Simply put, are you still using negotiation tactics instead of developing trust and credibility through transparency by using documentation? What if on a trade-in that you know is a wholesale piece you add the transportation auction fees to the reconditioning expense? Let’s say it’s $300. Sure, not all the customers may buy that, but if 50% agreed, you just picked up $300 per car.

Sales desk

Let’s shift to the sales desk and penciling deals. How many additional discounts are your managers giving off the internet price on used cars? If you’re already pricing below 100% of the market, why do you need to discount more?

Then, take a look at your average price drops by manager. You may be surprised to find some managers are still dropping hundreds of dollars off the internet price when it may not be needed. The first question you need to ask is “What is your process to substantiate your price to the customer?” Many times, this will halt any unnecessary discounts by simply thinking through why a discount would be given out. Now, if you’re going to drop the price, make sure you are doing this properly. Start by dropping at some small, odd amount like $42 or $78. This supports your position to the customer that you are already pricing the car to the market. If you pick up $1-$200 per deal with this approach, what’s the impact on your bottom line?

Expenses

Your expenses are the single greatest collection of examples that illustrate the value in digging into the details. Here are a few of my favorites:

  1. Dealerships in most areas of the country experience increment weather of some kind. Typically, they have carpet runners at all the door entrances, and they’re usually on a rental plan. Have you looked at your invoice in-depth to see if you’re having the same number of change out cycles during the nice weather months that you have during bad weather months? Most likely you can reduce expense by 25% to 40% just by adjusting the change of cycle by season.
  2. Take an in-depth look at service coupons and discounting. One of my service directors in a very large store really dug into the details and found about $40,000 a month in coupons and discounts that were totally unnecessary.
  3. When was the last time you really dug into the list of monthly, subscription-based apps that all dealerships have? These are all those neat little programs that your manager signed up for, because “it’s only $XX per month!” Make the vendor give you the utilization report and see who is actually using what, how often, and what the ROI is. Make your managers prove the value of the apps. If they’re not being used, or if they’re not making you money, you shouldn’t be paying for them.

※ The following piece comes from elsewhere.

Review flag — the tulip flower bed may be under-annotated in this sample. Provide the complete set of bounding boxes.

These are just some glaring examples that have come up in 20 Group meetings. They are a result of the dealer operator, GM, and management teams disciplining themselves to focus on digging into the details, questioning, and reviewing every step of every sales process and tracking every expense.

Just remember, your additional net profit in your dealership is sitting in all the cracks and crevices of your sales processes and expense management procedures! All you need is the discipline and focus to begin the process. It’s time to dig!